Дрожащей рукой старый волшебник смел свои заметки в сторону. Осуждающие слова, произнесенные ежиком несколько времени назад, больно ранили его, ибо в глубине души он нежно любил своего ученика. Теперь, когда его царственный герой возвратился с победой, сделав правильный выбор, он знал, что мудрость его растрачена не впустую. Знал он и то, что роль наставника сыграна им до конца. Давным-давно он сказал Королю, что тот никогда уже больше не будет Вартом, сказал лишь для того, чтобы подбодрить его, ибо сам нисколько в это не верил. А теперь вот поверил, поняв, что пришла пора и ему уступить свое место, отказаться от власти, позволявшей ему направлять и указывать. Это отречение стоило ему его всегдашней веселости. Больше он не сможет уже произносить напыщенных речей, приводить людей в оторопь и ослеплять их сверкающими складками своей магической мантии. Высокомерие учености выдохлось в нем. Он чувствовал себя дряхлым и пристыженным.

Старый Король, в котором все детское также сгинуло без следа, сидел за столом, вертя в руках листок бумаги. Размышляя, он обыкновенно наблюдал за своими руками. Он аккуратно складывал листок то так, то этак, затем опять разглаживал. Листок содержал одну из выписок Мерлина, предназначенную для картотеки и по рассеянности засунутую в «Пророчества»: цитату из летописца, которого звали брат Клинн и который умер в 1348 году. Этот монах, назначенный аббатством в хронисты, дабы он вел записи для истории, видел, как приближается Черная Смерть, намереваясь унести его, а быть может и целый мир, ибо она уже убила в Европе третью часть населения. Заботливо вложив несколько чистых листов пергамента в книгу, которую ему больше уже не суждено было заполнять, он завершил ее следующим посланием, некогда вызвавшем в Мерлине странное благоговение: «Видя столь много болящих, — писал он на латыни, — видя, как мор овладевает всем миром, ожидая среди мертвых, когда смерть придет и за мной, я завершил описание того, что воистину слышал и удостоверил. И если написанному не должно гибнуть вместе с писавшим, а труду исчезать вместе с трудившимся, я оставляю немного листов для его продолжения, — на тот случай, что в будущем обретется среди живых некий муж либо кто иной из рода Адамова, избегнувший нынешней пагубы, и сможет продолжить труды, коим я положил когда-то начало.»
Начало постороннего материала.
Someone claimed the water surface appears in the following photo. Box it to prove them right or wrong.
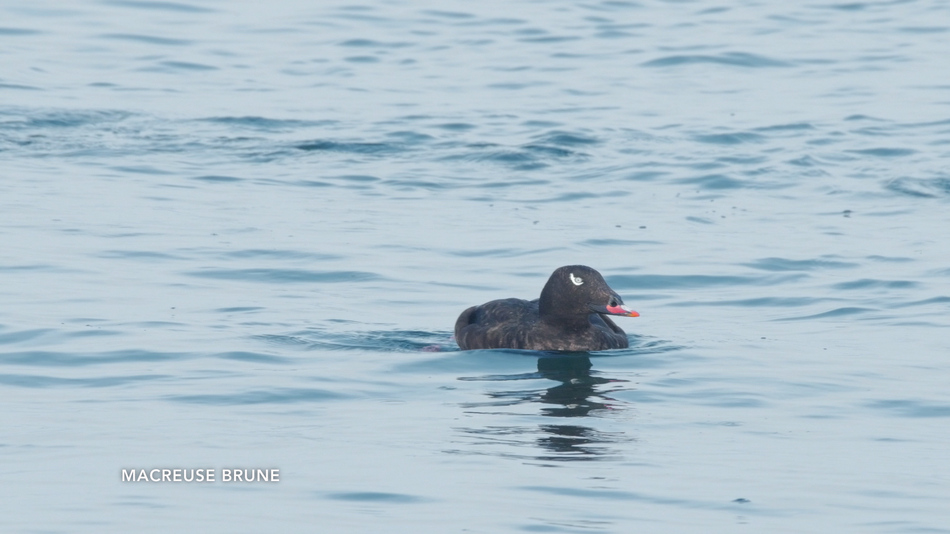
[2,0,950,532]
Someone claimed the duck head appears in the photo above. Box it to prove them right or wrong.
[538,265,639,321]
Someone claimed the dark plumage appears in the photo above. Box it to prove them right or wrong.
[455,265,639,351]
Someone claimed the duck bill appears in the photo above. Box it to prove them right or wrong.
[591,304,640,317]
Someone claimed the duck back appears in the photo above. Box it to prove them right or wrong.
[455,298,540,350]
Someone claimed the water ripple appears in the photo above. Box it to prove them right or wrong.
[198,116,337,131]
[886,176,950,198]
[743,257,859,271]
[518,485,762,511]
[832,279,918,290]
[671,297,828,308]
[776,306,876,321]
[607,273,806,290]
[848,147,916,157]
[0,27,42,36]
[869,399,950,418]
[102,0,216,13]
[642,52,790,68]
[255,329,454,353]
[167,387,349,405]
[324,492,428,503]
[296,140,403,154]
[693,132,766,145]
[0,350,190,367]
[185,269,382,284]
[99,33,193,46]
[0,373,169,388]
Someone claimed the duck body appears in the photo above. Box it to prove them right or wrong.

Король тщательно сложил листок и поискал для него места на столе. Члены комитета взирали на Короля, зная, что через минуту он встанет, и готовясь последовать его примеру.

— Ну, что же, — сказал Король. — Мы разрешили нашу задачу.

Он постучал краем сложенного листка по столу и поднялся.

— Нам следует возвратиться до наступления утра.

Поднялись и животные. Они проводили его до двери, стеснились вокруг, целуя Королевскую руку, прощаясь. Его теперь уже отставной учитель, которому предстояло еще доставить Короля назад, придерживал дверь. Был ли он сном или не был, но он уже начинал легко колыхаться и таять, как и все остальные. Они повторяли:

— Доброй удачи Вашему Величеству, скорого и успешного разрешения ваших дел.

Король отвечал с печальной улыбкой:

— Мы надеемся, что разрешение будет скорым.

Но один из бывших там знал, что говорит он о собственной смерти.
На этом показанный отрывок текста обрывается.